Cultura e Spettacoli

Hanson, il regista del lato più oscuro di Hollywood

Aveva 71 anni. Criticato per i suoi thriller, fino all'Oscar per «L.A. Confidential»

Hanson, il regista del lato più oscuro di Hollywood

Il suo L.A. Confidential (1997), denso film noir con un cast di stelle da Kevin Spacey a Kim Basinger e Danny DeVito -, ambientato nella torbida Los Angeles degli anni Cinquanta, rivelò la bravura di Russell Crowe. Un successo popolare, con i suoi 126 milioni di dollari al box office mondiale, che il 71enne Curtis Hanson, regista di quel lavoro premio Oscar morto d'infarto martedì nella sua casa di Hollywood, aveva tratto dall'omonimo romanzo di James Ellroy, adattandolo per il cinema insieme a Brian Helgeland. Ci fu un Oscar anche per Kim Basinger (migliore attrice non protagonista, mentre Hanson, che era candidato anche alla regia, vinse quello per la migliore sceneggiatura non originale), indimenticabile come escort sosia di Veronica Lake, che fa perdere la testa ai potenti hollywoodiani e al tenace detective Bud White, impersonato dal «Gladiatore» alla sua prima prova importante.

Hanson, autore di Il fiume della paura (1994), Wonder Boys (2000), 8 Mile (2002) e In Her Shoes.

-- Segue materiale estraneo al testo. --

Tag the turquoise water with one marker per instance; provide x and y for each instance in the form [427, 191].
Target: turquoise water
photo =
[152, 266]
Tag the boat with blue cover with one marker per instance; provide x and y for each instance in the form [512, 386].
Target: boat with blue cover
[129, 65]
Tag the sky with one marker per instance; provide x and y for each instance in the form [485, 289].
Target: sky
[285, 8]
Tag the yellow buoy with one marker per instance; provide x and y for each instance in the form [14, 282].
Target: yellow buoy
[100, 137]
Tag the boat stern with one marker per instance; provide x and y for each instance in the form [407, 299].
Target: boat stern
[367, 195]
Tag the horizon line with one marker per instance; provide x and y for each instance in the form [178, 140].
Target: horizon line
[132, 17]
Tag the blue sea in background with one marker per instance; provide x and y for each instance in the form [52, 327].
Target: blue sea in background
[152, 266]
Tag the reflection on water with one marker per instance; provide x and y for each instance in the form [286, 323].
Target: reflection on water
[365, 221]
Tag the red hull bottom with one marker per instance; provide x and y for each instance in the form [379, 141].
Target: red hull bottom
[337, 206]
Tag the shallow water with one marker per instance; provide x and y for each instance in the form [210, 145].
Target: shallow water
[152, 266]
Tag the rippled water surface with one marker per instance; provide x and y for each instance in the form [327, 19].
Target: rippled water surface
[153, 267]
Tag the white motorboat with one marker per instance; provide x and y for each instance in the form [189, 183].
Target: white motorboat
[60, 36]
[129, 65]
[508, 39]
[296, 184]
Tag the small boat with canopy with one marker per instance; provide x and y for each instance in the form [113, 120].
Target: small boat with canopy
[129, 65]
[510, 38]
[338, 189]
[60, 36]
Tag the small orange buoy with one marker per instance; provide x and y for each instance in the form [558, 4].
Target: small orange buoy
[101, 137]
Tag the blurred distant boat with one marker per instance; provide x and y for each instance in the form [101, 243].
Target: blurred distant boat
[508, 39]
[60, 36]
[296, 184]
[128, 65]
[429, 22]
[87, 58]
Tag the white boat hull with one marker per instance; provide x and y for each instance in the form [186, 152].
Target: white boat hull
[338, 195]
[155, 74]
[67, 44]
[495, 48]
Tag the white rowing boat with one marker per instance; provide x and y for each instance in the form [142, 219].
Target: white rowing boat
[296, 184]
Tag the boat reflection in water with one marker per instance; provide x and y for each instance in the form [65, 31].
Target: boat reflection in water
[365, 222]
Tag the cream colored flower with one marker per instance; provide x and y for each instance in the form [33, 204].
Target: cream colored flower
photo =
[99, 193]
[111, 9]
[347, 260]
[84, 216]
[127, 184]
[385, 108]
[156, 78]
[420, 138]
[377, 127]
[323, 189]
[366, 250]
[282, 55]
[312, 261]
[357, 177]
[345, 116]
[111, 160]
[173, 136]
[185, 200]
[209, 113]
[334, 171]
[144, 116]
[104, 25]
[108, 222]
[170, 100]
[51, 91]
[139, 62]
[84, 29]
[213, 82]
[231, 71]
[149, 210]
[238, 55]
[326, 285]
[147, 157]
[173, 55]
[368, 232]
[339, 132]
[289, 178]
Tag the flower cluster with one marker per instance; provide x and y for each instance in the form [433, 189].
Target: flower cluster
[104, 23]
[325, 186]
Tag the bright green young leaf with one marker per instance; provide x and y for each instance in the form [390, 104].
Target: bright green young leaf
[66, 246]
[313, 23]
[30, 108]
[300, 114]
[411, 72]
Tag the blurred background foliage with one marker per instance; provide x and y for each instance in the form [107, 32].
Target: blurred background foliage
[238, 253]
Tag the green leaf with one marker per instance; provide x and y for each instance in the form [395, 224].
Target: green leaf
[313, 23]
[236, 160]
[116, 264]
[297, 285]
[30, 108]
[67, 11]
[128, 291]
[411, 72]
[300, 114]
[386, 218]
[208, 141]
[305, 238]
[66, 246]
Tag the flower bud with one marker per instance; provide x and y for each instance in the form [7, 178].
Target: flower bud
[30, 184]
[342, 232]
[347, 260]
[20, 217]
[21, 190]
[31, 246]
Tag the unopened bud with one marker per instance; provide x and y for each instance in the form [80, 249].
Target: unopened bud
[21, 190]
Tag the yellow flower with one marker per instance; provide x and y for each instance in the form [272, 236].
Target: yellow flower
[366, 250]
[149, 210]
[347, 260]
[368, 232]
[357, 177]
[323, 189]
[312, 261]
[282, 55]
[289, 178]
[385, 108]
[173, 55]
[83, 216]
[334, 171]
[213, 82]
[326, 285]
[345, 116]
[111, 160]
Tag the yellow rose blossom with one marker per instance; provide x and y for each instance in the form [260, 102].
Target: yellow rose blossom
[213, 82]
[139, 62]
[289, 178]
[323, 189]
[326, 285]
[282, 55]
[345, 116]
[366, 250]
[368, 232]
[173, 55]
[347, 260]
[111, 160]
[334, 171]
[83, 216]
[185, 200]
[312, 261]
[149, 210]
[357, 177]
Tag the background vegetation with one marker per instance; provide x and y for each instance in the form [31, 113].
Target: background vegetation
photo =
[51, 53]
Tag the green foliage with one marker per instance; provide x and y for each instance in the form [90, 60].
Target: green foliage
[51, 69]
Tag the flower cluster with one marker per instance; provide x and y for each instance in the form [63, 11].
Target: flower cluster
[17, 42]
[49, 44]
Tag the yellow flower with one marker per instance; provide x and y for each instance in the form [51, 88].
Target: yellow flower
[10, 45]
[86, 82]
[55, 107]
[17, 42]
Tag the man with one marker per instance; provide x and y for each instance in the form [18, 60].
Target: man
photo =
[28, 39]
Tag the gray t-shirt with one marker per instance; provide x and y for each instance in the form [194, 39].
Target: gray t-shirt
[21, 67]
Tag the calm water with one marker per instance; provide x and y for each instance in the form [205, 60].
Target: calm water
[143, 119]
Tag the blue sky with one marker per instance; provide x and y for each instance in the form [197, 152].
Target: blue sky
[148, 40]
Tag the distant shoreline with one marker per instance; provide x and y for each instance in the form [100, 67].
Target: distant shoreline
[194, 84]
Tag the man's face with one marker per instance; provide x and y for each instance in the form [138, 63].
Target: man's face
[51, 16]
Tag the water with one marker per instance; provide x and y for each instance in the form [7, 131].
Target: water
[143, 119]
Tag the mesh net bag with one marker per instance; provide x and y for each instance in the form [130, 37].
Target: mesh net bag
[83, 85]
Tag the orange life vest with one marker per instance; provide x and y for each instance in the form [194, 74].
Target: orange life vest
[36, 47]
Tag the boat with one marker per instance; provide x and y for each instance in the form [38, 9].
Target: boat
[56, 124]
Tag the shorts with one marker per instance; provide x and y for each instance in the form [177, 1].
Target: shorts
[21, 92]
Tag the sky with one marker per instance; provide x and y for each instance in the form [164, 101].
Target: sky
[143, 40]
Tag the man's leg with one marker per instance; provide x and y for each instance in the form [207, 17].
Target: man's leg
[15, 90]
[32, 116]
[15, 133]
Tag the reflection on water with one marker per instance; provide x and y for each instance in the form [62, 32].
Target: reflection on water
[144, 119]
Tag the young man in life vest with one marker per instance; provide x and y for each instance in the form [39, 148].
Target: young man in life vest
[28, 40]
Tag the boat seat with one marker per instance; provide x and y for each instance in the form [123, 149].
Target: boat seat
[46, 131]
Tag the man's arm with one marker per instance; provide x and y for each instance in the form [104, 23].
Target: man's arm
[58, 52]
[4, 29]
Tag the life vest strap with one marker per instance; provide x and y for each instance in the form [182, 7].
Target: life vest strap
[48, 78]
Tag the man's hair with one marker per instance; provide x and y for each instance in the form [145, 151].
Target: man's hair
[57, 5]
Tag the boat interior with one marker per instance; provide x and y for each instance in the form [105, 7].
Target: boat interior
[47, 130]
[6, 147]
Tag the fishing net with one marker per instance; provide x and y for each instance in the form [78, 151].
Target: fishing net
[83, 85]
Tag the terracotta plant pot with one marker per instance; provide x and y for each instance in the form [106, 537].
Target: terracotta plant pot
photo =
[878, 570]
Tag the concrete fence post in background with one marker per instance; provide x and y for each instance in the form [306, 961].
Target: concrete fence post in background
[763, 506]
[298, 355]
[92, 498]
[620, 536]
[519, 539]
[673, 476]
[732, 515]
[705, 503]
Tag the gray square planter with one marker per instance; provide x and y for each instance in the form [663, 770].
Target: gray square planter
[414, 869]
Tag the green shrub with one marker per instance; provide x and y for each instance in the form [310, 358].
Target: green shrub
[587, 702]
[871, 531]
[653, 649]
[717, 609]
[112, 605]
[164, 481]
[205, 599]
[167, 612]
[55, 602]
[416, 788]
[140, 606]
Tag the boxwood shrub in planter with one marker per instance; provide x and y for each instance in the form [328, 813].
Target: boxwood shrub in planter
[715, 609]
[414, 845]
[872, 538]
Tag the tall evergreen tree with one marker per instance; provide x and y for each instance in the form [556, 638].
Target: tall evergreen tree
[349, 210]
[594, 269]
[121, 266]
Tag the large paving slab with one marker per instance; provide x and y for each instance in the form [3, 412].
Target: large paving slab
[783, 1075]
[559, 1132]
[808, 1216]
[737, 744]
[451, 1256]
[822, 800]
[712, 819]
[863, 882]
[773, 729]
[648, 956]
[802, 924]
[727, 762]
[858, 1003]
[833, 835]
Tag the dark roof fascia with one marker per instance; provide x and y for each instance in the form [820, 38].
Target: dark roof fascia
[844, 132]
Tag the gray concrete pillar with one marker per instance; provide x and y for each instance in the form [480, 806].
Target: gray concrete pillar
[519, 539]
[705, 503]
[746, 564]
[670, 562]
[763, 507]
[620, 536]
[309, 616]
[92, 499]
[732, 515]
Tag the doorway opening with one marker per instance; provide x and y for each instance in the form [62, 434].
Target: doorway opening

Se fossi lei (2005), ormai si era ritirato dalla scena: soffriva di Alzheimer. Un duro colpo per la sua mente brillante, capace di combinare insieme stili e attori diversi. Come quando arruolò il rapper hip-hop Eminem, per calarlo nella storia di povertà e di disagio raccontata in 8 Mile, il maggior successo commerciale di Hanson, con 242 milioni di dollari al botteghino.

Nato il 23 marzo 1945 a Reno, città del Nevada famosa per i matrimoni-lampo, l'autore era cresciuto nella «Città degli Angeli», dov'era approdato nei Settanta per lavorare come fotografo, scrittore e redattore di riviste di cinema, inserendosi nel gruppo artistico-hippy di San Fernando Valley. «È stata quella la mia scuola», ripeteva spesso nelle interviste. Ma fu il thriller psicologico La mano sulla culla (1992) il suo primo, vero successo, dove narrava i misfatti d'una governante assetata di vendetta, interpretata dal premio Oscar Rebecca De Mornay. Di fatto, ad Hanson piaceva esplorare le più inconfessate nevrosi dell'animo umano, fino a sfiorare l'«horror» e la psicopatia, come in Cattive compagnie (Bad Influence, 1990), col fascinoso malato di mente Rob Lowe. L'attore su Twitter ha scritto: «È stato un onore lavorare con lui. Così affascinante, gentile e grande narratore di storie. Mi mancherà».

Da bravo self-made man, uso a mischiare generi e interpretazioni, impiegò una strepitosa Meryl Streep per indagare tra le nevrosi familiari in Il fiume della paura, affidando poi alle sexy Cameron Diaz e Toni Collette lo scabroso tema della rivalità tra sorelle (Se fossi lei), risolto da nonna Shirley MacLaine. «Ogni personaggio va alla ricerca di se stesso, si guarda dentro e ne prova terrore», spiegò parlando del suo debutto cinematografico, Sensualità morbosa (1974), dove Tab Hunter, ex-idolo delle adolescenti anni Cinquanta, diventa un sessuomane psicopatico. «Ho sempre voluto indagare sulle differenze tra realtà e illusione e sul perché la gente appare in un modo e, poi, è in un altro. Ovviamente Hollywood, la città delle illusioni, mi calza a pennello».

Nel 2011, il regista aveva diretto un film sulla crisi finanziaria per la Hbo, Too Big to Fail e nel 2012 Chasing Mavericks, con Gerard Butler. Non che Hanson, prima di L.A. Confidential, fosse un beniamino della critica, che lo riteneva uno specialista di thriller usa-e-getta. Soltanto dopo vent'anni di prove riuscì a fare il film che voleva, appunto L.A. Confidential e la critica proclamò, all'unisono, che si trattava del miglior thriller di sempre, dopo Chinatown di Roman Polanski. «Ce l'ho messa tutta, per anni. Ero paralizzato dalla paura di non farcela.

Ora mi sono liberato: meglio tardi che mai!», rivelò a Variety dopo aver ricevuto l'Oscar.